Lean Manufacturing

Build a Lean Enterprise on a Stable Foundation

Avatar photo By Jon Miller Published on March 8th, 2005

It’s interesting how things come in threes. Recently the issue of stability and how it affects successful Lean implementation came up three times in rapid succession.
Following up with a client of ours who is a candy factory (very seasonal), we learned that they were plagued by material outages, unplanned staffing shortages, shipping errors, and over 130 minor stops on their main line during peak season this winter. Part of this was that their efforts to go Lean had “exposed the rocks” by lowering inventory and excess staff, and part of it was that they were now measuring these losses and can put a finger on what is preventing flow and on-time delivery.
Now that these sources of instability (losses in manpower, machine uptime, and materials) have become clear, they can address these and continue to build their Lean enterprise.
I spoke with another one of our clients in the automotive industry is facing the challenge of delivering products to customers in the face of instability. Their orders are 60% higher than even their most optimistic forecast. Their main assembly plant is in a low unemployment county and it is demanding, physical work. This results in their absenteeism and turnover accounting for 10% to 15% manpower shortage on any given day.
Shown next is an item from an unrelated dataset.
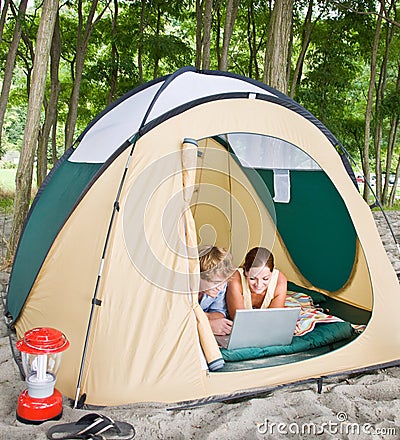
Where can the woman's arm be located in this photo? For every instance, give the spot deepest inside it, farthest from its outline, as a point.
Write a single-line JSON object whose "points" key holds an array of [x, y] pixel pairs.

They have long lead-time raw materials and schedule changes that happen daily due to a lack of methods and standards in customer service.
While there are Lean tools (OEE, Takt & cycle time balancing, Kanban, Standard Work) to remedy these situations, once you are caught with a backlog and one or more of the elements of manpower, machinery, methods, or materials missing, it can be very hard to find the time to do what’s needed to catch up.
In sharing our experiences about applying Lean in hospitals with Cindy Jimmerson of Lean Healthcare West, she tells me that “No hospital unit is stable”. Cindy brings 25 years of experience as a nurse and has important perspective on what it takes to make Lean work in a hospital. She means that turnover of staff, spikes in patient census (what we would call an inability to level the load), and a lack of standards in among physicians in methods of patient care the also in information flow processes supporting patient care requires a Lean implementation approach that is tailored to healthcare.
I learned a lot from a VP at a client of ours named Paul. Years ago Paul taught me an important lesson. Our client’s management team was struggling to embrace the changes we were introducing via Lean, because their behaviors and habits had not changed. While they saw the benefits of flow and pull, when absenteeism spiked up, or there was a supplier delivery problem, they went back to what they knew, traditional batch & queue.
Paul said “Jon, you have to practice. You can’t just play.” We all want to scrimmage and play ball rather than practice the drills over and over again when we’re on the field. Yet if we don’t have the fundamentals of throwing, running, catching, and blocking, we’ll lose on game day against a team that has been practicing all week rather than just playing. Paul was right, we were “playing” by focusing on implementing the Lean tools, rather than creating a foundation of stability first. Practice is less glamorous, and less fun perhaps, but vitally important.
A simple assessment of stability for a manager or a Lean consultant is 滴ow often do I have enough resources (manpower, materials, equipment availability, and stable and repeatable processes) needed to fulfill the request of my customer?” Most organizations measure on-time delivery, absenteeism, uptime (or OEE), and process capability. These are all good measures to answer that question.
Once you identify what “enough resources” means to fulfill customer requests (volume, mix, promised lead-times) then you will be able to manage and improve these metrics through Gemba Kaizen. Ten more laps before the game.